J Neuropsychiatry Clin Neurosci 19:399-405, November 2007
doi: 10.1176/appi.neuropsych.19.4.399
© 2007 American Neuropsychiatric Association
Risk Factors for and Correlates of Poststroke Depression Following Discontinuation of Antidepressants
Jess G. Fiedorowicz, M.D., M.S.,
Kenji Takezawa, M.D. and
Robert G. Robinson, M.D.
Received February 17, 2006; revised October 14, 2007; accepted December 4, 2006. Drs. Fiedorowicz, Takezawa and Robinson are affiliated with the Department of Psychiatry, Roy J. and Lucille A. Carver College of Medicine, The University of Iowa, Iowa City, Iowa. Dr. Takezawa is also affiliated with the Department of Neuropsychiatry, Nippon Medical School, Tokyo, Japan. Address correspondence to Dr. Fiedorowicz, Department of Psychiatry, The University of Iowa Hospitals and Clinics, 500 Newton Rd., I-289 MEB, Iowa City, IA 52242; jess-fiedorowicz{at}uiowa.edu (e-mail).

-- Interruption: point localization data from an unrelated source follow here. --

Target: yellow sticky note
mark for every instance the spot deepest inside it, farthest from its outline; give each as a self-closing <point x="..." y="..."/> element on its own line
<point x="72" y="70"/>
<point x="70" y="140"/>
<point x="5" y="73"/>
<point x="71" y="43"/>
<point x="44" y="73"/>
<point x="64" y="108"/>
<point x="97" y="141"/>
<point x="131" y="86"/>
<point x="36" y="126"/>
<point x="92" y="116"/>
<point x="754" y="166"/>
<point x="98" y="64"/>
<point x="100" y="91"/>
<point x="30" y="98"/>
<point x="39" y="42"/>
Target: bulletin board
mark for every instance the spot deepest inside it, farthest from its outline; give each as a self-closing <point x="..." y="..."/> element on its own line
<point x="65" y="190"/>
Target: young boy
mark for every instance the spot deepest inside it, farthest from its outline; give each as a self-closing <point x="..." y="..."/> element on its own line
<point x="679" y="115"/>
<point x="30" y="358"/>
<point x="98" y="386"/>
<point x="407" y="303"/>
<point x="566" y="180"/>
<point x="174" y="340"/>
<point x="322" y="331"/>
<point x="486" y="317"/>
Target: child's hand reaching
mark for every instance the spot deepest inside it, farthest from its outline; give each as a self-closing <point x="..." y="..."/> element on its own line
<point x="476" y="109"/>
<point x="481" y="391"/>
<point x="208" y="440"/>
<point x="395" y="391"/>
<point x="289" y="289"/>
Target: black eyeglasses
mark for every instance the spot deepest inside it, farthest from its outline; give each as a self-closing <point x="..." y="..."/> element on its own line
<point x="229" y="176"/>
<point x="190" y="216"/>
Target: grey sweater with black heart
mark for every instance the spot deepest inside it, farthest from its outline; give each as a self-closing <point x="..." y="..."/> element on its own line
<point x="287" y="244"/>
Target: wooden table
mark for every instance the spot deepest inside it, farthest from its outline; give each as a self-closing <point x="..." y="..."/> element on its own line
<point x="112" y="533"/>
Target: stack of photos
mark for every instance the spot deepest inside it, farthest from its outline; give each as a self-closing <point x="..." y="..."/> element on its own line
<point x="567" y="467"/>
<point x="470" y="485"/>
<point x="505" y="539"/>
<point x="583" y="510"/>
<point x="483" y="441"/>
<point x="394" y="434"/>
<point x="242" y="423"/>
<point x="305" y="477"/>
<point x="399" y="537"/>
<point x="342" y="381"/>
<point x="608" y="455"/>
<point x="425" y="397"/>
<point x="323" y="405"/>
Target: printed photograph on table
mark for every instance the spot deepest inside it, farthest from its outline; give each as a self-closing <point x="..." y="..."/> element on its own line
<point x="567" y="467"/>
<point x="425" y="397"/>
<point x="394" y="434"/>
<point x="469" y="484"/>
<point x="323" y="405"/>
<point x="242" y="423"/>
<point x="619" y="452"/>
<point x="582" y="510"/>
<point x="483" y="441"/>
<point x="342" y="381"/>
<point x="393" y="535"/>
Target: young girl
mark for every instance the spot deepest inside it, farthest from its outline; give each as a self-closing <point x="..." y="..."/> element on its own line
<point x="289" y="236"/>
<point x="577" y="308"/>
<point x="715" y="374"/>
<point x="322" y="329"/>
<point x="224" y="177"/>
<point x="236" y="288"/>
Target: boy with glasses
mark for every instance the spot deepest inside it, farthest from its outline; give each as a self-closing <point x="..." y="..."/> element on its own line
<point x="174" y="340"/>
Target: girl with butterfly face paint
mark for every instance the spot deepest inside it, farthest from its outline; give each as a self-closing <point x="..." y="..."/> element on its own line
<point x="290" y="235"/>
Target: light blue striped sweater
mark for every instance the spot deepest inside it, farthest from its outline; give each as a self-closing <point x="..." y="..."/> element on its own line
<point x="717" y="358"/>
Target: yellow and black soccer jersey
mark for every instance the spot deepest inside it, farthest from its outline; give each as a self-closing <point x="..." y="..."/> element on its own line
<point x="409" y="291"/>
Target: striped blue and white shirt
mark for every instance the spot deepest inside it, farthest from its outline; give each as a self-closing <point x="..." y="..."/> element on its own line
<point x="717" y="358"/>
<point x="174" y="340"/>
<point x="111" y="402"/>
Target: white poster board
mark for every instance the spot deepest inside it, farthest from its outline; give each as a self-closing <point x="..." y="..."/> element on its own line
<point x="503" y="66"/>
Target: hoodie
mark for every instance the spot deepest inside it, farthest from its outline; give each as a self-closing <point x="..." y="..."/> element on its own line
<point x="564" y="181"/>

The authors randomly assigned nondepressed patients at least 3 months poststroke to receive nortriptyline, fluoxetine, or placebo for 3 months using double-blind methodology. Patients were followed at 3, 6, 9, and 21 months for new onset of depression. In patients treated with antidepressants, lesion volume and degree of social impairment were associated with subsequent late-onset of poststroke depression at 6 and 9 months. In the placebo group, severity of impairment in activities of daily living, at 3 and 9 months, was associated with late onset poststroke depression. Differences in the clinical/pathological correlates may reflect subtle differences in the pathophysiology of poststroke depression following prophylactic antidepressants.